Après „Pure Heroine“, Lorde disparaît pendant un certain temps, elle voyage et, quand elle revient en 2017 avec „Melodrama“, c’est une aurore plus fiévreuse. A vingt ans, la jeune femme a connu son premier grand amour et la solitude des chambres d’hôtel après les concerts. Le disque pulse comme un cœur brisé. „Green Light“ ouvre le bal: un piano house, une montée cathartique, l’appel à la fuite et à la renaissance. L’album s’embrase puis s’apaise dans des confessions („Liability“), Lorde passe du „nous“ au „je“, du collectif à la confession; c’est un journal de nuit, peuplé de miroirs et de néons. Mais au-delà de son architecture sonore, „Melodrama“ est coloré. Pour Lorde, il est violet: électrique et crépusculaire. La synesthésie, qu’elle revendique comme boussole intime, agit comme un code de composition. Chaque morceau doit sonner juste, non seulement à l’oreille mais à l’œil intérieur. Elle raconte comment les premières versions de „Tennis Court“ lui semblaient beiges et ternes, une teinte qui la rendait malade, littéralement, avant de réécrire la chanson jusqu’à ce qu’elle devienne verte, éclatante. La musique se peint, couche après couche, jusqu’à trouver la nuance exacte des sentiments. „Melodrama“ naît alors comme une toile améthyste trempée d’euphorie et de désillusion.

L’œil qui entend et l’oreille qui voit

Quatre ans plus tard, le violet s’efface pour faire place à l’or. „Solar Power“ s’ouvre sur un éclat de lumière: fini les clubs, place aux rivages. Lorde quitte les ténèbres urbaines pour le grand air, elle troque les synthés contre les guitares acoustiques, les beats nocturnes contre les chœurs ensoleillés. „Stoned at the Nail Salon“ médite sur le temps qui passe, „Fallen Fruit“ sur l’écologie perdue: les thèmes grandissent en fait avec elle. L’album, qu’elle associe à la couleur du soleil, irradie d’une chaleur apaisée. Sa synesthésie devient une métaphore de sa démarche artistique: chercher la couleur juste du monde. Même son geste écologique – remplacer les CD par une „Music Box“ biodégradable – prolonge cette volonté d’harmonie entre la création et la nature.

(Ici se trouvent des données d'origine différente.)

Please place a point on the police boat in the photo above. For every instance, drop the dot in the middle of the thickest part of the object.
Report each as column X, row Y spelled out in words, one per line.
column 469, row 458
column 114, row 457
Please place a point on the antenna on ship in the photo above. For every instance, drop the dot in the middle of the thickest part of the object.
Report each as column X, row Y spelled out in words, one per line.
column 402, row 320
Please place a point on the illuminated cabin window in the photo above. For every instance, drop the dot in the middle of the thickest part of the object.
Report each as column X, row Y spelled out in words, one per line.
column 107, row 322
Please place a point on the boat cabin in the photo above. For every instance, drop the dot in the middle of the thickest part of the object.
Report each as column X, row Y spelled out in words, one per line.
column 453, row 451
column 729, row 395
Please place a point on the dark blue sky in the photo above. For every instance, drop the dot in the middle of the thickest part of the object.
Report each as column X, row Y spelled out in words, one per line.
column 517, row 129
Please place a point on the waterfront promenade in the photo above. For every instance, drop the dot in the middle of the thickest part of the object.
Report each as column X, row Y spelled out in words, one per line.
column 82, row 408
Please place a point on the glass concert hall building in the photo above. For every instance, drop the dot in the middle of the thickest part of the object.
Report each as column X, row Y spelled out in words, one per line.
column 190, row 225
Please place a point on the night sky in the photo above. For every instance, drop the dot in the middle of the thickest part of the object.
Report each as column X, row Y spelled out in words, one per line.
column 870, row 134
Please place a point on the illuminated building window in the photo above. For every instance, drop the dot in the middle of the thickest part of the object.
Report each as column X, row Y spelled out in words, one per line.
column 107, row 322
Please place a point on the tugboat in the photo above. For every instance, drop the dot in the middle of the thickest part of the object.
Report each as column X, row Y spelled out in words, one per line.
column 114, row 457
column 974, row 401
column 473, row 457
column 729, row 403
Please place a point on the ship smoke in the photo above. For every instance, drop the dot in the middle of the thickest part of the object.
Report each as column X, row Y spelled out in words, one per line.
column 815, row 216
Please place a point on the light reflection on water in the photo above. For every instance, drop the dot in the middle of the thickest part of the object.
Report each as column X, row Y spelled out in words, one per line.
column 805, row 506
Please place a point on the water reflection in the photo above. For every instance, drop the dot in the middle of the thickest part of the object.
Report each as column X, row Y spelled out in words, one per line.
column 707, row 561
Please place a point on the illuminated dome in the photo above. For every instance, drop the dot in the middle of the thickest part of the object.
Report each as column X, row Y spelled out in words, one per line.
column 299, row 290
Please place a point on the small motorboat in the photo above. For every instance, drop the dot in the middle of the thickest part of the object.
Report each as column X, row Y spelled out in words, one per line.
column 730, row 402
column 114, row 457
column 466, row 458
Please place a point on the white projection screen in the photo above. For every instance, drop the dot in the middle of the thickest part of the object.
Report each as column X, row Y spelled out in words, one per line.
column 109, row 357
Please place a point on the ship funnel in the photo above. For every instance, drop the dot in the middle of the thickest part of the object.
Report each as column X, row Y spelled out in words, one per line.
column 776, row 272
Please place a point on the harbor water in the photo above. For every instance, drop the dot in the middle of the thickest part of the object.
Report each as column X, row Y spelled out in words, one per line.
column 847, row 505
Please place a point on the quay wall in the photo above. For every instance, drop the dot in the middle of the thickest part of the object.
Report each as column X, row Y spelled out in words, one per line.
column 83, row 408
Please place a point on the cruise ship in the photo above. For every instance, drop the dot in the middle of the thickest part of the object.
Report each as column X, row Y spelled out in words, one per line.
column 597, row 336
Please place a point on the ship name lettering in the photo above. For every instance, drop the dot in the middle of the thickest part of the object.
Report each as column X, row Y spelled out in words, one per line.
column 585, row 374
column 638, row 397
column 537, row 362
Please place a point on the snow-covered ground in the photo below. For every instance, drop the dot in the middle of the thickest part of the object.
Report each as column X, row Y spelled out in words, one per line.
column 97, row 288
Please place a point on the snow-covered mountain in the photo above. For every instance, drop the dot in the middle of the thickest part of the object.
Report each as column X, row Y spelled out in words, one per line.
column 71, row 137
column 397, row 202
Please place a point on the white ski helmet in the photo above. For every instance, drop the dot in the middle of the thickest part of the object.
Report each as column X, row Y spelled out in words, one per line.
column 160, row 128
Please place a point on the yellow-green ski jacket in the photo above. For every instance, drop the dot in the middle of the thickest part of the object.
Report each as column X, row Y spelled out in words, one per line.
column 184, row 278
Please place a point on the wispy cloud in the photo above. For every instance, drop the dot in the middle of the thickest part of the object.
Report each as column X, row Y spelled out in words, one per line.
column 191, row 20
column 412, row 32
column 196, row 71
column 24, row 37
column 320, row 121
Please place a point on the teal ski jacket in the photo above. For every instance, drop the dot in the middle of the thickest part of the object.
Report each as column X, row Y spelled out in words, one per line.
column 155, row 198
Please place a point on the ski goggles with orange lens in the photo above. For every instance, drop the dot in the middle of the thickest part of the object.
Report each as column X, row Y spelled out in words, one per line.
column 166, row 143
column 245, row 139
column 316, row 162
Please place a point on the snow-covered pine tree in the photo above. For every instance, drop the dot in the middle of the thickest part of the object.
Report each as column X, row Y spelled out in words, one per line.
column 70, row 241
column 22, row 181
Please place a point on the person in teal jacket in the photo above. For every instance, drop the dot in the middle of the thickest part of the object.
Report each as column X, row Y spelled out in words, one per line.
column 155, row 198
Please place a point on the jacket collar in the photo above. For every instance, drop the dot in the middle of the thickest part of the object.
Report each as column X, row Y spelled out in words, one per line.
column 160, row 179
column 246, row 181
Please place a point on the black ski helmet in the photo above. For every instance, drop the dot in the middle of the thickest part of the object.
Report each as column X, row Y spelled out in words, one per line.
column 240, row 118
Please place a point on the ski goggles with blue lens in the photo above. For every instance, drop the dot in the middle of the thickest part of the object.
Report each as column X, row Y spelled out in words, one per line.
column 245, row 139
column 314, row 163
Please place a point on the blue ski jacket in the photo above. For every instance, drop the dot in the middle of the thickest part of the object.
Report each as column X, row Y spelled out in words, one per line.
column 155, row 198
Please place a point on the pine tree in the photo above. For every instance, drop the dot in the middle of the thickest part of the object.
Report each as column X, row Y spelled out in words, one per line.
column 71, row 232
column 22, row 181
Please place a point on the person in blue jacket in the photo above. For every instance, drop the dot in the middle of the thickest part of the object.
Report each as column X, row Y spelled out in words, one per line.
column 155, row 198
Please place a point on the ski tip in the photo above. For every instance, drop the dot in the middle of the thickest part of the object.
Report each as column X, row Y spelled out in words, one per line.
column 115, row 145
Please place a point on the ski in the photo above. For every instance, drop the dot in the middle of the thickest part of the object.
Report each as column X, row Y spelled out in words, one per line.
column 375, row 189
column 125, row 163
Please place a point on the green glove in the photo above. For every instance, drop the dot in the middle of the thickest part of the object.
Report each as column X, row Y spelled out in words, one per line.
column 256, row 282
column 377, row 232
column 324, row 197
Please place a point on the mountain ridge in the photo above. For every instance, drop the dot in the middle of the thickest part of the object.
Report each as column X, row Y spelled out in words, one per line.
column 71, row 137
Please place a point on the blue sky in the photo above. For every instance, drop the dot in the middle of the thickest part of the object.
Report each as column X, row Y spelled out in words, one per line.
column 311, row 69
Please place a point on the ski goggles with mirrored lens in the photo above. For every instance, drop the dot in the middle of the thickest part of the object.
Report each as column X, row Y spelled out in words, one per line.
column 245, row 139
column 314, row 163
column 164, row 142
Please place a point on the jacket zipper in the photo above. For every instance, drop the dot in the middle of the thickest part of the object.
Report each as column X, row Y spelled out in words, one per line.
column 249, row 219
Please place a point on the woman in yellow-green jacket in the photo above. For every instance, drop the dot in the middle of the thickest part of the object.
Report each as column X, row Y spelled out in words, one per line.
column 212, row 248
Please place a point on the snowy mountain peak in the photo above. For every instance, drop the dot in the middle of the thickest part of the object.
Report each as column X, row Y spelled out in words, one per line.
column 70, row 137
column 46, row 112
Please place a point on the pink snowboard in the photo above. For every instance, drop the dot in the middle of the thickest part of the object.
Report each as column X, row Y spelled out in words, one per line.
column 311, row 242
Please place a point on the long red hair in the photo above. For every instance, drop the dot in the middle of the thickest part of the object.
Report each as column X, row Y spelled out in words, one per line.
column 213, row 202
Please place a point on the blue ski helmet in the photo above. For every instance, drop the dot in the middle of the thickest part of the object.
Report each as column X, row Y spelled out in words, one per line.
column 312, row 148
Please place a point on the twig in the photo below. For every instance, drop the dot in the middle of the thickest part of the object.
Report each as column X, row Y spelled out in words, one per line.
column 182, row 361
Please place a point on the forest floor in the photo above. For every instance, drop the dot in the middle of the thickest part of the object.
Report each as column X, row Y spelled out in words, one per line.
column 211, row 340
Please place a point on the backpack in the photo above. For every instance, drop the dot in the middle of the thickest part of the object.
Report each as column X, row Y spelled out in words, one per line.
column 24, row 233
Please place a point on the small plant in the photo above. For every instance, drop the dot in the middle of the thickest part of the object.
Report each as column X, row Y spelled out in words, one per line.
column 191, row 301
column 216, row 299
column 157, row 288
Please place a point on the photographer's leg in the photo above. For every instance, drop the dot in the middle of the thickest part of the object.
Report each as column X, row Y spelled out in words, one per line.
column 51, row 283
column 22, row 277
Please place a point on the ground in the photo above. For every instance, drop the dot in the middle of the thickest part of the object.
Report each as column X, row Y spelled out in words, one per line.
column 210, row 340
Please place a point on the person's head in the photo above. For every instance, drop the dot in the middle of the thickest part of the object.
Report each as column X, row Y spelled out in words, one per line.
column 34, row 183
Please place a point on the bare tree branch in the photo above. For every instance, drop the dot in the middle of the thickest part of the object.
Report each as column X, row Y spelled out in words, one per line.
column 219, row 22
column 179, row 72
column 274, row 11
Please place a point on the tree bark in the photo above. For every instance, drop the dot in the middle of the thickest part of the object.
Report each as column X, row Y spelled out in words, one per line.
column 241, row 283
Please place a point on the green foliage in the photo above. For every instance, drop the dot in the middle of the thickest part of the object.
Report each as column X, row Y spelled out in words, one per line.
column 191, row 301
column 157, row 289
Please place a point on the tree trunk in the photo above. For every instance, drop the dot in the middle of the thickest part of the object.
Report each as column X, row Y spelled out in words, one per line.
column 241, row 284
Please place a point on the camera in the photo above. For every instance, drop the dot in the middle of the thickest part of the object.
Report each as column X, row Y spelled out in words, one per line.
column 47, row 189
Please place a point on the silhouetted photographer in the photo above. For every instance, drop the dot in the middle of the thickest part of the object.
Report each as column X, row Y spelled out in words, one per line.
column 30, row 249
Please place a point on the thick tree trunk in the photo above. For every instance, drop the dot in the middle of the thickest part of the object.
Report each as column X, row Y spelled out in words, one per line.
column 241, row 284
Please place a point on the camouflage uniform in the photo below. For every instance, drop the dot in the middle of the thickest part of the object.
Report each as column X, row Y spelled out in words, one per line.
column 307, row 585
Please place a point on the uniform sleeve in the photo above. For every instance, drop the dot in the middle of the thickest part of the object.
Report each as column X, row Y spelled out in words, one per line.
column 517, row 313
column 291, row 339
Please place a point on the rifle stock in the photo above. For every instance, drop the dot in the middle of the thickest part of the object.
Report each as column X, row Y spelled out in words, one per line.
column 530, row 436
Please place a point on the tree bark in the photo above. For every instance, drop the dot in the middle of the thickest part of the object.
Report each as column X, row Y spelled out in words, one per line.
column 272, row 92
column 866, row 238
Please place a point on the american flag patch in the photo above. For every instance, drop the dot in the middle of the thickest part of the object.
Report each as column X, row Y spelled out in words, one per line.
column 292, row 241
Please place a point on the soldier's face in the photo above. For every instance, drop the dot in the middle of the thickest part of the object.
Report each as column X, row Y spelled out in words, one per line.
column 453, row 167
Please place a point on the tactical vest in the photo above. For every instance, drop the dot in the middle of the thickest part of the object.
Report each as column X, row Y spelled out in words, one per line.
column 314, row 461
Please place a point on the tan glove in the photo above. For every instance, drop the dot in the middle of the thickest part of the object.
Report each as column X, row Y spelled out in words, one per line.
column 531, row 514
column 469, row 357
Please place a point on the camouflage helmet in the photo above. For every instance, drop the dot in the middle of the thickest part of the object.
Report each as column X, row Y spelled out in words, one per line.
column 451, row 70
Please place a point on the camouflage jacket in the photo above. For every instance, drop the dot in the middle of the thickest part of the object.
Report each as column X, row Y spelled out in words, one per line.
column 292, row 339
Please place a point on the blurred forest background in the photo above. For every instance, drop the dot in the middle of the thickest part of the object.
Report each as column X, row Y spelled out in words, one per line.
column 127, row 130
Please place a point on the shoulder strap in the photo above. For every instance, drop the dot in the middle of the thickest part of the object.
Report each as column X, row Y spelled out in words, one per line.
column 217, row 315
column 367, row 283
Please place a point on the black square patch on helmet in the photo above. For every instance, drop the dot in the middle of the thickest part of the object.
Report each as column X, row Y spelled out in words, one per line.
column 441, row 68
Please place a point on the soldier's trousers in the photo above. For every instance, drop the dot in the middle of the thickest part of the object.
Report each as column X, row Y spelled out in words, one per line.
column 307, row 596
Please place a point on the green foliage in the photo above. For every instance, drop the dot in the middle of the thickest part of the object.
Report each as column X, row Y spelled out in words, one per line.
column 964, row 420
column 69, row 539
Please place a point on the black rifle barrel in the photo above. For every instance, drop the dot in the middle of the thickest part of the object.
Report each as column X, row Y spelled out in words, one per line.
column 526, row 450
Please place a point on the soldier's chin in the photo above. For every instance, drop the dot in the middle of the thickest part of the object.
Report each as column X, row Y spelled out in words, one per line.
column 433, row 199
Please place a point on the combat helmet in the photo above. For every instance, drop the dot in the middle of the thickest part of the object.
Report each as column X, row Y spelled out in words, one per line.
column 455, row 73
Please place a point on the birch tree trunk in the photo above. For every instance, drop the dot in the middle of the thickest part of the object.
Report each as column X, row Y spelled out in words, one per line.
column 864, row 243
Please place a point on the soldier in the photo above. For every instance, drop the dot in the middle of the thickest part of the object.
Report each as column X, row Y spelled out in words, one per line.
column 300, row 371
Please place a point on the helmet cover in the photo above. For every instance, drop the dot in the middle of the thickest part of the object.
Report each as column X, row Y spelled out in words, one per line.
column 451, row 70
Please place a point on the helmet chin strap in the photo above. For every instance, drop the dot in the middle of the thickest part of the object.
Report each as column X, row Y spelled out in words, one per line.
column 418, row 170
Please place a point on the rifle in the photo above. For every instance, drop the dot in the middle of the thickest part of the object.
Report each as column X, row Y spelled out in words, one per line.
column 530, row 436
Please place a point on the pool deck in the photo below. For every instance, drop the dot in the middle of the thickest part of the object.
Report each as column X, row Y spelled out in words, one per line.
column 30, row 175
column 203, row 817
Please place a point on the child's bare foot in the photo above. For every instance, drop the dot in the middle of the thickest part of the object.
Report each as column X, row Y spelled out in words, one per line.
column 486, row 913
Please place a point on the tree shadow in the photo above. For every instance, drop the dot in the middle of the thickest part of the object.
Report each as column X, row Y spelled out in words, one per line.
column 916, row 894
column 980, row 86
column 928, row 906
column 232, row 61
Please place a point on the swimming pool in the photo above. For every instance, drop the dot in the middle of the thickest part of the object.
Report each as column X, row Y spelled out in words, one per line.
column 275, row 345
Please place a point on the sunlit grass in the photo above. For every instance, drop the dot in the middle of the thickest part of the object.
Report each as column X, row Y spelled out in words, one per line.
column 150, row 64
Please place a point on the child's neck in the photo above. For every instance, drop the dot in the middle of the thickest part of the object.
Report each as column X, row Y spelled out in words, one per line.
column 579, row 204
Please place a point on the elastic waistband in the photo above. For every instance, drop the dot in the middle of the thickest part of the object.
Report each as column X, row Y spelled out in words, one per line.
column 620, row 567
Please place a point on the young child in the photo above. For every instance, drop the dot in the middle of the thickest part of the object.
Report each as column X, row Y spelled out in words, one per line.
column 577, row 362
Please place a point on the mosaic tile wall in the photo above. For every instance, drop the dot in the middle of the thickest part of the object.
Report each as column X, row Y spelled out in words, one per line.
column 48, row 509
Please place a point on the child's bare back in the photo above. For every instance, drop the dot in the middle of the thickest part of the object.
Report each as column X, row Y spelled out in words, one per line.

En trois albums, la trajectoire s’esquisse: „Pure Heroine“, c’est l’adolescente verte; „Melodrama“, la femme « dark purple“; „Solar Power“, l’être solaire. Et „Virgin“, son disque sorti cette année? Il s’agit de tout repeindre en blanc et de repartir à zéro? Inspiré par Annie Ernaux, il y est question de sexe et d’identité de genre, de trouble alimentaire et de sa mère, c’est un pas de plus vers l’introspection – et l’expérimentation. Lorde vient juste de fêter ses 29 ans. Elle n’est plus l’enfant prodige, mais elle regarde toujours le monde à travers son prisme: celui de l’œil qui entend et de l’oreille qui voit.